NYSE vs Nasdaq new listings battle in 08: call it a draw
The IPO gods doled out more misery than joy in 2008 to both two major U.S. stock exchanges, the New York Stock Exchange and the Nasdaq, with only 29 new companies to fight over in their ongoing battle for listings. That compared with 202 listings in 2007.
NYSE won 13 of those IPOs, including the largest IPO ever, the $17.9 billion issue by credit-card issuer Visa in March, and a $1.4 billion IPO by American Water Works. That fueled its share of IPO proceeds for the year to $24.7 billion, or 94 percent of the total for the year, according to Thomson Reuters data.
Nasdaq’s largest deal, the $500 million IPO by solar equipment company GT Solar, tanked on arrival, finishing the year 83 percent down off its offer price.
Still, Nasdaq won the only IPO in the fourth quarter of 2008, by online university operator Grand Canyon Education Inc, which was also the best performing IPO of the year, ending the year 57 percent over its offer price of $12. CardioNet, another Nasdaq IPO, was up 37 percent.

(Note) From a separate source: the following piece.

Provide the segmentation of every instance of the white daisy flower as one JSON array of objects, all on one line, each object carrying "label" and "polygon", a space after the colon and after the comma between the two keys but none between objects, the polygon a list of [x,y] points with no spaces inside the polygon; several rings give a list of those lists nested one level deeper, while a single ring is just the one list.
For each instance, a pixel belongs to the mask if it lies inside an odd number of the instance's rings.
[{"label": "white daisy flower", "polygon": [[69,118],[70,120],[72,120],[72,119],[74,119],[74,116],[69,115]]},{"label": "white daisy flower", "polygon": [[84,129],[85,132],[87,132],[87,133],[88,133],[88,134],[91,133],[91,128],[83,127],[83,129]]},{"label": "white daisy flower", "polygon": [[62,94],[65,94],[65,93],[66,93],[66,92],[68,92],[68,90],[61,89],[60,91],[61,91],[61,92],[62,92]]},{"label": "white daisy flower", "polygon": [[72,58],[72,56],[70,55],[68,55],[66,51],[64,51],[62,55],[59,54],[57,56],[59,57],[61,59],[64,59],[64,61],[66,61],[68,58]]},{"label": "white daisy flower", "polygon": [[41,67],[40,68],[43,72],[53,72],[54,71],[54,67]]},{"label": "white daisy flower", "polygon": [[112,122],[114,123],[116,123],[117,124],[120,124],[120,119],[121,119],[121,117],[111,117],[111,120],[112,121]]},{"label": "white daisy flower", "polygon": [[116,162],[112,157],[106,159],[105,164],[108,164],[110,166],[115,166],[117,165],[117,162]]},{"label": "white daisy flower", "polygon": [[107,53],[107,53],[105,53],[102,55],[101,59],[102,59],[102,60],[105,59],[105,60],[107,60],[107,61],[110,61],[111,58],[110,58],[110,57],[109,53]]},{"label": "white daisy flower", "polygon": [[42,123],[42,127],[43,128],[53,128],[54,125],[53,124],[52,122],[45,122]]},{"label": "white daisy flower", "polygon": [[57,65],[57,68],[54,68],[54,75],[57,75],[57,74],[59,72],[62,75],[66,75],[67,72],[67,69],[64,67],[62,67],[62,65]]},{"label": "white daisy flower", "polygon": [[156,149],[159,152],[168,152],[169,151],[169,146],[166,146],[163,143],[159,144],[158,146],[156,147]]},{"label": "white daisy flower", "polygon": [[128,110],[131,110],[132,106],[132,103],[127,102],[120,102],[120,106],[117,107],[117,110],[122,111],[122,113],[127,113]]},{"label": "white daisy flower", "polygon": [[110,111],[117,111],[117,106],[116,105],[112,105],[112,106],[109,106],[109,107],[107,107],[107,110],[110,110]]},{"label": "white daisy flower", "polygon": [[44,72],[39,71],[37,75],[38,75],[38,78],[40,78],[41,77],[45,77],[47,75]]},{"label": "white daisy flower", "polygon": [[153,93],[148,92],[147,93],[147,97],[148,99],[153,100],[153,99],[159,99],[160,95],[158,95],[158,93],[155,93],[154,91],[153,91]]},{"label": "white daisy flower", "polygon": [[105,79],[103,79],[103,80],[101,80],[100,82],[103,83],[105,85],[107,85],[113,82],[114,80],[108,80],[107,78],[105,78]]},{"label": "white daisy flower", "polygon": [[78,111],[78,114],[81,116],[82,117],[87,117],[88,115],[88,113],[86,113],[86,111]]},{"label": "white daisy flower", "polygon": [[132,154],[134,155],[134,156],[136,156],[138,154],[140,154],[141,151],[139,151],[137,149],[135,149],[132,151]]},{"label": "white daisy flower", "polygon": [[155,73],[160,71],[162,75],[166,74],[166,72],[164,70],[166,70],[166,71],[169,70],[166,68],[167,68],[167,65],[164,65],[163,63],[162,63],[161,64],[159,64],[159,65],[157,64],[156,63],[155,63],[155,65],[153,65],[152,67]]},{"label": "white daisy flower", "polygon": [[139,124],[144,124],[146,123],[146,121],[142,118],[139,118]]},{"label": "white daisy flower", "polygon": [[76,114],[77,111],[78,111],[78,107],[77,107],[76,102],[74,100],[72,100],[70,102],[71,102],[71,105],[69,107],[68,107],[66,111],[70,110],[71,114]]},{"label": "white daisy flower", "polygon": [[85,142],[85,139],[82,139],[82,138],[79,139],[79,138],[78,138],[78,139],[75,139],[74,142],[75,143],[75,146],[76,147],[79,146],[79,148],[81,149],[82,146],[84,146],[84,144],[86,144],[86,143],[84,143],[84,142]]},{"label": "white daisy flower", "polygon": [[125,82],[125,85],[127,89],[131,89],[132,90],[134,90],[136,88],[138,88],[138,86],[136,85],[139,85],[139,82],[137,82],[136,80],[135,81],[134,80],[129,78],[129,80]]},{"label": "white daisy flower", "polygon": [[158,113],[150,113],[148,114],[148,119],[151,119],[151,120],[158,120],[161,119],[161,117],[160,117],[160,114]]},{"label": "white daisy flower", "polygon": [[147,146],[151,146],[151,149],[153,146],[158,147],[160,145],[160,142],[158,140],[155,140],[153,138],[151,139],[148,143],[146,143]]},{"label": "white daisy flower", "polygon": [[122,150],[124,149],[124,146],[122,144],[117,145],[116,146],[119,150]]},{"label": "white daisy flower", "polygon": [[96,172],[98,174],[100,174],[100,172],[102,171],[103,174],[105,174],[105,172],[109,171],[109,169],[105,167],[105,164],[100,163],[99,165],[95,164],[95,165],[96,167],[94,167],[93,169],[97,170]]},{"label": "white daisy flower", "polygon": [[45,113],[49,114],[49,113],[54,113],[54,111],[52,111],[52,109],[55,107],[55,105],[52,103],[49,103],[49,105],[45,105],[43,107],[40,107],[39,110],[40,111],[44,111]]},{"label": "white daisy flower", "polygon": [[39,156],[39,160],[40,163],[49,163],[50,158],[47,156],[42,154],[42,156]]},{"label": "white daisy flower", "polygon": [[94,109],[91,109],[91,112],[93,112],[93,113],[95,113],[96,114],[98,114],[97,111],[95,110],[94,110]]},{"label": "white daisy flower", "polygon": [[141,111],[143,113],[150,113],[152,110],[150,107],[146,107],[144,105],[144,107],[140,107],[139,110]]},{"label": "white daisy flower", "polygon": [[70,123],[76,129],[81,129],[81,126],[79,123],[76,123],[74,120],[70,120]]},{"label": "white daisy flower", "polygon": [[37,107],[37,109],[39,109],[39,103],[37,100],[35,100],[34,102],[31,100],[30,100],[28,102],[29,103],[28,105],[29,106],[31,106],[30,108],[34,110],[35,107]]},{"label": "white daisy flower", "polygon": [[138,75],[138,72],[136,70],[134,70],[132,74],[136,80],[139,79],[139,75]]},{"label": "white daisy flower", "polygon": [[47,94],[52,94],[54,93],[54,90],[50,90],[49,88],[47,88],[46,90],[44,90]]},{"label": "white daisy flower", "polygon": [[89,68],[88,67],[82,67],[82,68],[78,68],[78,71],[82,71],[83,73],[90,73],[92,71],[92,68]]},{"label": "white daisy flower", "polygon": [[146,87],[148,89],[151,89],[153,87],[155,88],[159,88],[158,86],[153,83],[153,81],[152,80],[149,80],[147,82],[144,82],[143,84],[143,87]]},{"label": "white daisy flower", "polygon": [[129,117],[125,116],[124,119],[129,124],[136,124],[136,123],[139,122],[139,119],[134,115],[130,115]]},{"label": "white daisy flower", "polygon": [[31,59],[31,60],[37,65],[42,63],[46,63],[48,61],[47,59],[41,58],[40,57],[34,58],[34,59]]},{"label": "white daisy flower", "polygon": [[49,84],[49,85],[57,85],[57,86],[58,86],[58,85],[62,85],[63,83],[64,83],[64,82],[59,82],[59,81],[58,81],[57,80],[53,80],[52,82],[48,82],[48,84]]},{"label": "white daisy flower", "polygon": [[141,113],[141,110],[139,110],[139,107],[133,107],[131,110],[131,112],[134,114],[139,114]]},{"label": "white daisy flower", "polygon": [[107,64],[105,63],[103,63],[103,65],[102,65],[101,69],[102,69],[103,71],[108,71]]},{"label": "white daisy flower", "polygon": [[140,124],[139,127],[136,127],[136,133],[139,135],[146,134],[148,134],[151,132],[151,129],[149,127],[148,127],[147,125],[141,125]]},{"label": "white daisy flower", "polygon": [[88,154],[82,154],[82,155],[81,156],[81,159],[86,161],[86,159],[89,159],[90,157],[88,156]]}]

Absent bountiful IPOs, the battle was on to woo companies away from each other in 2008, with each exchange luring 8 companies from the other. NYSE managed to attract big names such as Speedo maker Warnaco Group and job-search web site operator Monster Worldwide.
But Nasdaq landed big names such as exchange operator CME (which dropped the NYSE half of its dual listing), computer outsourcing company Automatic Data Processing, not to mention the year’s listing switch coup de grâce– it lured Wall Street Journal publisher News Corp away from NYSE in December.
With the outlook bleak for new issues in 2009, the companies will probably have to redouble their efforts to steal listings by already public companies away from each other.